What did he get? Did you skip fuckeverything and went to combat?

Be clearer from the get go what type of game it will be. Get everyone on the same level of expectations

That's reasonable though. If it isn't combat then the fighter and barbarian are just sitting in the corner with their thumbs firmly planted up their assets because any time they try to contribute the GM calls them to roll -5 on charisma or get raped.

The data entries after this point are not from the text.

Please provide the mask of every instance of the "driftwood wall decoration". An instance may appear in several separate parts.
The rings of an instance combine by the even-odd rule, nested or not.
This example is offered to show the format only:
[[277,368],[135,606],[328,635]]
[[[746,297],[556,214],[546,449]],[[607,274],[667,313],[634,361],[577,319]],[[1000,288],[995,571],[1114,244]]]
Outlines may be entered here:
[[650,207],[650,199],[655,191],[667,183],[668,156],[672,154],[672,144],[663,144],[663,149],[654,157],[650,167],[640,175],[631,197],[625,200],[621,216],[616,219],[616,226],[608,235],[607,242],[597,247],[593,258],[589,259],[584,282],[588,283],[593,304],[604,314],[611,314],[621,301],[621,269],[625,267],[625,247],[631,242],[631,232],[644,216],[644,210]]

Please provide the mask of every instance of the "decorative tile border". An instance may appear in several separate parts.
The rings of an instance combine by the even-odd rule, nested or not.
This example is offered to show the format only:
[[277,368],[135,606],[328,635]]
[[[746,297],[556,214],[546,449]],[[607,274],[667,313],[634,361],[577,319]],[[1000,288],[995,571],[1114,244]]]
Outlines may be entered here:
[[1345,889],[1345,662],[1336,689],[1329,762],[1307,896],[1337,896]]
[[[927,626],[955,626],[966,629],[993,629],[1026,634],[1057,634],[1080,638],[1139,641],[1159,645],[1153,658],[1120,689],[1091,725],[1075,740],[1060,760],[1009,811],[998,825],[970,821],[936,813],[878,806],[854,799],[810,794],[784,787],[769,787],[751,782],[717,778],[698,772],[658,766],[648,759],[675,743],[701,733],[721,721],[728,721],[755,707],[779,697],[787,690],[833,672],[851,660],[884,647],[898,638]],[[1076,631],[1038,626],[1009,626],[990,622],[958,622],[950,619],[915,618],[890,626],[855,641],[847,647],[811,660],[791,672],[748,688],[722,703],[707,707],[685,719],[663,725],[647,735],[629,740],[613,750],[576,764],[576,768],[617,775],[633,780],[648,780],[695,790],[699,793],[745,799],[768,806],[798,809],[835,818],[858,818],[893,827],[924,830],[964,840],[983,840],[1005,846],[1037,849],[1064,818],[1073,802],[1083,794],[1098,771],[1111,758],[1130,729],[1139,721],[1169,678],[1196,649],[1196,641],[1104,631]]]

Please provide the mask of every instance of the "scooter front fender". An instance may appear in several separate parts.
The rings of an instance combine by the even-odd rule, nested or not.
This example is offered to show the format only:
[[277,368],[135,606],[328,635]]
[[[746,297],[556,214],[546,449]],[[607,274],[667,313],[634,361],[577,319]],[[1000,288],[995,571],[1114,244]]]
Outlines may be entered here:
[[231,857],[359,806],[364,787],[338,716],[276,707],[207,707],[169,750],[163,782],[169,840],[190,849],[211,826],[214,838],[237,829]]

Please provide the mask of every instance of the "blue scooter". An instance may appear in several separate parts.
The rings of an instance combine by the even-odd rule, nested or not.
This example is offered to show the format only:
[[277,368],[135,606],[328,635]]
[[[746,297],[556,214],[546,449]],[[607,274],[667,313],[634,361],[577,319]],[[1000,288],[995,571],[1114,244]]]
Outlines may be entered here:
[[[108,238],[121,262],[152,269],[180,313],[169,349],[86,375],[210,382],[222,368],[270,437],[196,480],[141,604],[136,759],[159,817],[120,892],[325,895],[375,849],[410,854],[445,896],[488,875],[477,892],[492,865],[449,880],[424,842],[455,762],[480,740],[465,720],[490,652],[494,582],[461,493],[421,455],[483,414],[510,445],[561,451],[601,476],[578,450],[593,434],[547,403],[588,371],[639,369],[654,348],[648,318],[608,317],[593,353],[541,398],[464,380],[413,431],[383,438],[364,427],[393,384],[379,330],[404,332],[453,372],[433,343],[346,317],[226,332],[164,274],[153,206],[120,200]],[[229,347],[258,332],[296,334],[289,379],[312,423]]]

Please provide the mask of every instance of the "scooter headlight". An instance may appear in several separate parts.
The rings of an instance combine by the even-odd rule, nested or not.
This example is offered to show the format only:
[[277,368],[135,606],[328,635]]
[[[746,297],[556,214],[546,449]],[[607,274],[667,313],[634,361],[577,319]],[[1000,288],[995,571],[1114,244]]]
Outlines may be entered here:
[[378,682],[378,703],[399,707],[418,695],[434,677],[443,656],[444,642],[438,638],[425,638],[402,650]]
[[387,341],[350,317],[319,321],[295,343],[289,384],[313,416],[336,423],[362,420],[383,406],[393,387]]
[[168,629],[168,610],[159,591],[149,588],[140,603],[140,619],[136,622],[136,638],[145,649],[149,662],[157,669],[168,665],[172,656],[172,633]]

I hate filler combats that exist just to drain player resources. One of my biggest fucking gripes with Pathfinder. In our current campaign, the GM seems obliged to shove a pointless resource drain combat in right before a major, actually-plot relevant encounter. And then we won't even get to enjoy the major encounter that session as that session will end right after combat, since combat in Pathfinder is such a dragging slugfest. Combine that with our campaign's sessions being annoyingly infrequent and it's enough to make me tempted to ask the GM if we can just freeform it, since the combat is starting to become an obstacle to fun rather than a source of it.

Not that user, but what the fuck are you trying to prove Virt? Just stay banned.

I hate sessions that are just
>Talk to noble
>Now talk to other noble
>Talk to him again
>Talk to other people
>Talk again
>Now go to noble again
>Now look through one bedroom
>Now go to noble with findings
>Now go arrest other noble
>Now get reward
>>Not like I built my character with combat in mind, I don't mind that I could contribute literally nothing the entire session. Don't complain when I get on my phone while the bard/sorcerer does everything this session because I'm obviously not needed.

>masturbatory power fantasy
for christs sake user, it's exalted. that's a given.
you just sound butthurt that someone else is having fun the 'wrong' way

And then maybe this particular campaign isn't for you.
Or you could convince the rest of the group that murder all of them is the right solution. There are solutions to those kinds of problems you know. I know it's frustrating being stuck with a character that's not usable for the problems at hand.

But you're not having fun. You're just writing a book.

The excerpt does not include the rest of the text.